Table/Page Classification in a PDF document

sumitd · February 5, 2024, 7:24pm

I am trying to extract 3 financial tables from annual financial reports (PDF) using the “FinancialStatements” ML model provided by UiPath (Document Understanding - Financial Statements - ML Package).

Data is mostly available in a tabular format, but the location of the table in the PDF is not fixed (could be on page 20 vs. page 230).

This is what I am currently facing:

I tried Intelligent Classifier as well as manual keyword classifier to classify the and obtain the 3 tables I am wanting in the ~300 page financial report.
When I present the full 300 page financial statement, the process is unable to classify the correct page and therefore data extraction fails.
If I present just the correct page (manually extract the page from the PDF) to the Classifier and the ML model, every thing works as expected and correct data is extracted.

Have you faced this issue?

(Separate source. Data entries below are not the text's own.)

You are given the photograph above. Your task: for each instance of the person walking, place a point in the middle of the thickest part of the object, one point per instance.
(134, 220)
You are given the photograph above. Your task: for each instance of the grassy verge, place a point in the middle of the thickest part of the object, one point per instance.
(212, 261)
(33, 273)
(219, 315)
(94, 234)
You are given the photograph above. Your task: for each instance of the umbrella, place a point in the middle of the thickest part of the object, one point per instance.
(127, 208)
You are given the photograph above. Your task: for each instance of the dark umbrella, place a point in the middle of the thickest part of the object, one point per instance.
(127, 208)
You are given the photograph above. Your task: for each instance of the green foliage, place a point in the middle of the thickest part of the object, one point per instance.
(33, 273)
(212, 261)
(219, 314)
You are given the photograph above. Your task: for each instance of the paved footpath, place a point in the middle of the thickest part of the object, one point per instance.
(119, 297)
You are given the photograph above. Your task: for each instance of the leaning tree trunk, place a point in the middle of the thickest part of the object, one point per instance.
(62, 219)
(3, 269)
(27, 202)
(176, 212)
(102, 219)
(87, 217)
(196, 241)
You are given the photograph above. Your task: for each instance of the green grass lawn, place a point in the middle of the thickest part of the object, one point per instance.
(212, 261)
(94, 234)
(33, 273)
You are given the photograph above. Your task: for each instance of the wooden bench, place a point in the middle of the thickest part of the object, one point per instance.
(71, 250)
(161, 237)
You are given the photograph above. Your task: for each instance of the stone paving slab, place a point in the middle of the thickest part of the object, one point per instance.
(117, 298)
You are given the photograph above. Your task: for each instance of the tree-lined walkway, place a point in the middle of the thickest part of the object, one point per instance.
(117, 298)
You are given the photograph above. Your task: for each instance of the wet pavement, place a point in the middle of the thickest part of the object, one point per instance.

How did you get around it?
I am trying to understand the best approach to handle this type of an extraction from a ~300 page PDF.

Thank you!

Anil_G · February 5, 2024, 8:03pm

@sumitd

Extract the data separatley and then try to combine

The problem would be not the pages but the size of it…there are limitations on sizes

Cheers

jose.ordonez1 · February 5, 2024, 8:23pm

Hi Sumit,

You need to train the ML extractor. For more information check the following link

Hope helps you!

sumitd · February 5, 2024, 8:27pm

Thanks @Anil_G - could you explain your solution a bit more?

sumitd · February 5, 2024, 8:29pm

Thanks @jose.ordonez1 - the ML extractor is doing its job as extracted. Data is correctly extracted when only the correct pages are presented.

The classifier is unable to classify the correct page for data extraction.

Anil_G · February 5, 2024, 8:34pm

@sumitd

You wouls split pdf into pages and then send individual pges…if data is returned then table is presnet and you can extract if not table is not there move to next page

Cheers

jose.ordonez1 · February 5, 2024, 8:58pm

Hi Sumit,
Please check the following steps:

Go to 50_Extract workflow and validate if Data Extraction Scope is configured:

image922×1220 51.2 KB

NOTE: Both endpoint and API Key are available in AI Center (DataSets)

Hope helps you!

sumitd · February 5, 2024, 9:08pm

Yes, this is properly configured. Thanks!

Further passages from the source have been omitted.